Notwithstanding many similarities between rat liver PAK-2/PRK2 and PAK-1/PRK1, the differences in their catalytic properties suggest functionally distinct roles. The retention of most of the distinguishing properties by the catalytic fragments of the rat PAKs indicates that the 39 amino acid variations within their respective catalytic domains, which are mainly concentrated in the N-terminal region (Fig. 3), determine these functional differences. The conservation of 33 of these sequence differences between the catalytic domains of the individual rat PAK-1/PKN and PAK-2/PRK2 isoforms (Fig. 3) (6, 12) and the corresponding human PRK1/PKN and PRK2 (9)2 isoforms suggests that their distinct catalytic properties are also likely to be highly conserved.

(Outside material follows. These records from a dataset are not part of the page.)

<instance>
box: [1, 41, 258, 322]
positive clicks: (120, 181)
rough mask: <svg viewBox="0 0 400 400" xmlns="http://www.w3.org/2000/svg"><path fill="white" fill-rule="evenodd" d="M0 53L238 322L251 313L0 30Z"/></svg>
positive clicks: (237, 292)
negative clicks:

The complex properties of the negative regulatory domains of the PAKs/PKN/PRKs suggest that a number of regulatory mechanisms might be available to the enzyme, in vivo, including interactions with Rho-type proteins (14, 15) and lipid second messengers and direct phosphorylation events (12). Whether PAK-2/PRK2 also interacts with RhoA or related proteins remains to be determined. There is appreciable sequence variation (58% identity) within the region of human PKN/PRK1 (PKN-(34-103)) implicated in RhoA binding (14, 15) and the corresponding region of PAK-2/PRK2 (9) (Fig. 3), hence the possibility of a different specificity for interacting proteins cannot be discounted. The specific nature of any physiological lipid activators of the PAKs/PKN/PRKs also remains to be determined. Presumably, CL mimmicks the action of a physiological mediator since it is confined to mitochondria in normal mammalian cells and, therefore, is not directly accessible to the cytosolic PAK-2/PRK2 enzyme. An additional complexity is the different pattern of lipid effects for the two liver PAKs, suggesting subtle differences in the functioning of their regulatory domains. Given the various mechanisms available for regulating PAK-2/PRK2-type enzymes and the potential for interactions between the different regulatory events, it will be important to take into account the biochemical properties of the naturally occurring form of the liver enzyme in the design of future investigations of their cellular roles.
The nucleotide sequence(s) reported in this paper has been submitted to the GenBankTM/EMBL Data Bank with accession number(s) U75358[GenBank].
We thank Zlatan Trifunovic for technical assistance, Goslik Schepers for carrying out the automated DNA sequence analyses, Dr. Heung-Chin Cheng for critical reading of the manuscript, and Ann Best for typing the manuscript.